L’année 2022 a été marquée par les sanctions internationales contre des leaders politiques, des anciens hauts dignitaires de l’État, des parlementaires et des hommes d’affaires parmi les plus riches du pays. Le dossier n’est pas encore clos. La liste des personnes sanctionnées va très probablement s’allonger en 2023. Et l’une des questions qui taraudent l’esprit des différents agents économiques, c’est de savoir l’impact de ces sanctions sur l’économie haïtienne en général et sur le secteur bancaire en particulier. Le gouverneur de la Banque de la République d’Haïti (BRH), M. Jean Baden Dubois, dans le cadre de l’entrevue Leslie Delatour avec notre confrère Kesner Pharel sur radio Métropole en date du 2 janvier 2023, a discuté de l’impact des sanctions internationales sur le secteur bancaire.

Tout d’abord, M. Dubois a pris le soin de distinguer les sanctions bilatérales des sanctions multilatérales. Celles-ci ont été les premières imposées par l’Organisation des Nations unies (Onu) par la résolution 2653 en date du 21 octobre 2022. Leur portée s’étend à tous les pays membres de l’Onu, incluant Haïti. Ces sanctions sont au-dessus des lois haïtiennes, y compris la loi mère, la Constitution haïtienne, conformément aux conventions ratifiées par Haïti. En cas de contestation, précise le gouverneur Dubois, les victimes doivent s’attaquer à l’Onu et non aux institutions haïtiennes.

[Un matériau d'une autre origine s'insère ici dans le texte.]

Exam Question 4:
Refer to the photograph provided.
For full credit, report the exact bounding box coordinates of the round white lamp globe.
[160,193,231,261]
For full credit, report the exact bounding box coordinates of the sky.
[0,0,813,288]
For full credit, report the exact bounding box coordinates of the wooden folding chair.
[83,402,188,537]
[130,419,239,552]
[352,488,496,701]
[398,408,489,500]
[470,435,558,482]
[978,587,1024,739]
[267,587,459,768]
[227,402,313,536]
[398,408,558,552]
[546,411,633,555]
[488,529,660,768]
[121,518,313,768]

Ces sanctions multilatérales sont d’une plus grande ampleur. Elles peuvent aller jusqu’au gel des comptes et des avoirs des personnes concernées dans l’ensemble des pays membres de l’Onu. En Haïti, le mécanisme est très simple : la liste des personnes sanctionnées arrivent à la BRH qui la redistribue au niveau du système financier qui, lui, procèdera par la suite au blocage des comptes. Les sanctions de l’Onu concernent l’interdiction de voyager, le gel des avoirs et l’embargo ciblé sur les armes.

Quant aux sanctions bilatérales, elles concernent uniquement les pays qui en décident. Jusqu’à date, les trois principaux pays émetteurs sont l’Angleterre, les États-Unis d’Amérique (USA) à travers « l’Office of Foreign Assets Control (OFAC) » et le Canada. Ces sanctions bilatérales sont régies par les lois en vigueur dans les pays émetteurs. Par exemple, les sanctions canadiennes s’appliquent seulement aux juridictions canadiennes alors que les sanctions américaines de l’OFAC sont applicables aux juridictions américaines mais aussi sur toutes les transactions effectuées en dollars américains. Les conséquences des sanctions s’avèrent donc différentes d’un pays à l’autre.

Il y a cependant une  particularité dans le cas des États-Unis d’Amérique puisque toutes les banques commerciales haïtiennes ont des banques correspondantes aux États-Unis. Et selon les lois américaines régissant la matière, confirme M. Dubois, si une banque correspondante d’une banque haïtienne aux États-Unis accepte d’effectuer un transfert de 200 dollars américains pour un des clients sanctionnés par les États-Unis, cette banque américaine risque d’écoper une amende allant d’un à cinq millions de dollars américains. On comprend qu’aucune banque américaine ne courra un tel risque injustifié. Elle aurait préféré rompre ses relations avec la banque haïtienne en question.

De son côté, la banque haïtienne risque de perdre une banque correspondante américaine qui lui permet de faire des transactions internationales à cause d’un simple client. Un scénario qu’elle ne tolèrerait pas. C’est pourquoi on a vu des banques commerciales haïtiennes procéder à la fermeture de comptes de certains clients visés par les sanctions internationales. Les banques commerciales disposent des provisions légales pour le faire puisque, rappelle M. Dubois, il est clairement indiqué dans le formulaire d’ouverture des comptes bancaires qu’elles peuvent mettre fin à leurs relations contractuelles avec les clients à n’importe quel moment.

Cependant, confirme le gouverneur de la banque centrale, dans le cas des sanctions bilatérales, les banques haïtiennes ne peuvent pas geler les comptes des clients. Pour éviter de subir les conséquences des sanctions, elles peuvent tout simplement fermer leurs comptes et verser le solde à son détenteur. Le même principe prévaut pour des entreprises où les clients sanctionnés sont actionnaires majoritaires. Les entreprises individuelles elles-mêmes subissent le même sort que leur propriétaire de façon automatique. Les banques commerciales évaluent au cas par cas la nature des risques qu’elles encourent avec les clients sanctionnés selon le degré d’importance de ces clients. Elles peuvent, par exemple, décider de réaliser uniquement des transactions locales en gourdes pour certains de ces clients et de n’effectuer aucune transaction en dollars sur l’étranger.